Nothing will be given to them. Nothing will be easy.
"The hype is different because we have more guys coming in," said Cauley-Stein. "But it's going to be harder because we have 10 potential first-round picks coming back and going to be here playing against each other every day.
"Coach doesn't want the same thing to happen that we did this year for next year, so he's going to change a bunch of things so that doesn't happen. Intensity is going to pick up. The level of how we're going to play is going to go up tremendously."
That has to start from the beginning. From now until the freshmen get here, the returning players must focus on improving and transforming themselves. When the freshmen finally arrive, then it's time for the returners to show them the ropes.
From that point on, it's time to go to work.
"I think the biggest thing I took from all that is you got to know from the get-go that it's real," said Cauley-Stein. "We started off really good and went in those couple games where we lost those two games in a row (Notre Dame and Baylor) and it was like, 'Wow, we're really not as good as we thought we were.
"And that's the biggest thing.

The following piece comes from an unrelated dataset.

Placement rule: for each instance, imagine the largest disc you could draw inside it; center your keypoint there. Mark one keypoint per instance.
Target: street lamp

Every game you play is hype. It's a Super Bowl for everyone. I think that's the biggest thing for the freshmen coming in is that you have no time to relax when you step in between those lines. It's all business when you step in there."
Cauley-Stein believes that, after speaking with Coach Cal during their post-season meeting, it's up to him to become that leader they lacked last season and to bring next year's team together as early as possible.
"Cal always harps to you about coming together and, the way we were going, we were coming together right when the tournament was happening," said Cauley-Stein. "I think this year (it will start) way earlier, like way in the summer: having team meetings or going out to eat and doing goofy stuff together. I think that's what's really going to bring you together. That's one of my big things I'm going to go into the summer with."
If they don't come together, then just like last season, potential may never become a reality.
"The potential is exactly that. We had the potential this year and didn't capitalize on it," said Cauley-Stein. "If you don't come together and do things right, then you're just a bunch of talented kids that didn't get anything accomplished."